Johnson displayed lefty power from his 5-foot-10, 185 lbs., frame with the 55 extra-base hits and a .505 slugging percentage.
“I think just repetition helped,” Johnson said. “Getting comfortable with my swing. Not trying to do too much. Not trying to be a different player -- just me, the player I can be. Just trying to settle down and do what I can do.”
Suero has been with the organization longer than either Johnson and Read. The Dominican right-hander arrived in 2010. He has steadily built on that experience each season and at 26 years of age hopes to get a shot at the big-league club in 2018.
“I feel very excited and grateful,” Suero said through club interpreter Octavio Martinez. “More than anything, I thank God for the opportunity. Without him, nothing happens. I was able to stay healthy all year which is one of the biggest reasons I was able to win this award, which will be very important to my career.”
Suero performed well at Double-A Harrisburg in 2017. He went 0-1 with a 1.96 ERA for the Senators, with 23 strikeouts in 23 innings, and 10 saves. He then pitched in 36 games for Triple-A Syracuse, going 3-1 with a 1.70 ERA and 10 saves.
Suero believes he is ready to pitch for the Nats.
“I was given the opportunity to produce all season long,” Suero said via Martinez. “I can’t control what happens with the decisions the organization makes about who goes up. I was working very hard all season long, as I usually do.
“I personally think I was very capable of pitching up here in the big leagues. But that’s out of my control, out of my hands. But that just makes me work harder in the offseason and prove to them that I am able and ready to pitch up here. When I get that opportunity, I’ll take advantage of it.”
Suero said he has refined each of his pitches to the point that he has confidence in throwing any of them at any particular point in the count.
“I feel like in general, I improved on all my pitches,” Suero said. “They all got better. My cutter was the biggest pitch in my arsenal, and I feel like I control it a lot better and it did improve.
“One other thing was my change-up. I was not using it very often, especially down in Potomac. But this year, in Syracuse, I realized I needed another pitch to complement the other ones. I started using the change-up a lot.”

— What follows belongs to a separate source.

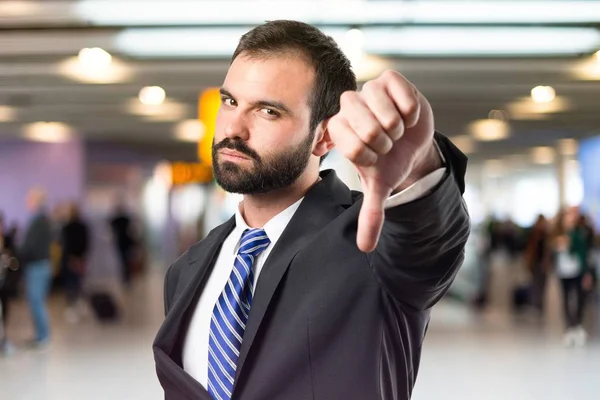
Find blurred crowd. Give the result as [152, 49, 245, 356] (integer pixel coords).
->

Read was called up in September and has played in eight games with the Nats, hitting .273. The 23-year-old hit .265 in 108 minor league games in 2017, with 25 doubles, one triple, 17 homers and 61 RBIs.
“It’s just such a blessing,” Read said via Martinez. “I thank God for this opportunity and this award. Of all the minor league players, us three were able to get recognized and earn these awards. So, I thank the organization for those awards.”
“I’ve learned a lot from the veterans here,” Read said. “I’ve noticed that the game up here is a lot faster than down here. There’s more of a seriousness to it about winning. Everyone takes pride in what they do. I’ve learned a lot from that, about how to go about your preparation and everything. But more than that, I’ve learned a lot from the other guys that can help for next season.”